Director and writer Bill Condon, of “Gods and Monsters” fame, is feeling the sting of an effort by Kinsey critic Dr. Judith Reisman and radio counselor Dr. Laura Schlessinger to expose the late “father of the sexual revolution” as a “man who produced and directed the rape and torture of hundreds of infants and children.”


Alfred C. Kinsey

“He’s very upset by this whole thing,” the film’s executive producer Bobby Rock told WorldNetDaily. “The notion of a few people coming out and making this guilt by association is unfair.”

Rock, who works for Francis Ford Coppola’s American Zoetrope studios, called the accusations against Kinsey “totally bogus,” insisting that the biologist’s connection to pedophilia amounted to research gathered from one man.

“He interviewed a pedophile, and now it’s coming back to haunt him,” he said. “If you talk to a man who is a pedophile, it doesn’t make you a pedophile.”

Reisman contends, however, that Kinsey’s involvement with research on children was much more extensive, and she emphasizes that there is not “a shred of scientific data” that would support his “notion of child sexuality.”

Myriad Pictures is financing the Kinsey drama, which features actor Liam Neeson in the title role.
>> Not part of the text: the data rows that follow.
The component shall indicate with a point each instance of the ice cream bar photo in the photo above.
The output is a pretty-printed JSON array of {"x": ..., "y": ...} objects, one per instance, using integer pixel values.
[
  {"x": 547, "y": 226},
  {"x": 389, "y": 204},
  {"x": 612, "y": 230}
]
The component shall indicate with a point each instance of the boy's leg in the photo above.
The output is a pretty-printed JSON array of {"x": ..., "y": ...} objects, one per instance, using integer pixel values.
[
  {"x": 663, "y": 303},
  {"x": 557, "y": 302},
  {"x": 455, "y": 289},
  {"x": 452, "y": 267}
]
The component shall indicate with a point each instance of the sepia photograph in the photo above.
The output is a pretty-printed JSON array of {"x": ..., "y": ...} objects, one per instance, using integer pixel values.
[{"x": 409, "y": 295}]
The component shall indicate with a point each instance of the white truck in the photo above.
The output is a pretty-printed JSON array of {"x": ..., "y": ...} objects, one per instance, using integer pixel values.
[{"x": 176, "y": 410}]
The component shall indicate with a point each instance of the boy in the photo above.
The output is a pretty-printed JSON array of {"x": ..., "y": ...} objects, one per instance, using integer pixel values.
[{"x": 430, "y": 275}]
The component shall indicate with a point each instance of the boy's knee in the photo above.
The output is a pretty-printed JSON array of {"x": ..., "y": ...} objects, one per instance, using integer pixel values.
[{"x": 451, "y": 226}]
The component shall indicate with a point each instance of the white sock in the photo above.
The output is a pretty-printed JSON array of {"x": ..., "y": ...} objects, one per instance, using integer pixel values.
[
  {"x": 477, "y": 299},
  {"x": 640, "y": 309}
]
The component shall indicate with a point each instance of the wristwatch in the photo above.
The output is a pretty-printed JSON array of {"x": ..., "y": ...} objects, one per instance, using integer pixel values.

Rock said he expects filming to begin in May.

Telling the whole story

Schlessinger’s radio campaign is based on Variety magazine’s decision to back down on an agreement to publish a paid ad by Reisman that warns Hollywood film makers of Kinsey’s promotion of pedophilia. The talk show host was one of the ad’s financial supporters.


Ad rejected by Variety magazine

Variety publisher Craig Hitchcock rejected two versions of an ad negotiated by Reisman, calling it “inappropriate” for the entertainment industry publication. Reisman believes Variety spiked the ad because it would embarrass the Hollywood elite, “who hypocritically scream ‘censorship’ when we protest their sex and sadism fare.”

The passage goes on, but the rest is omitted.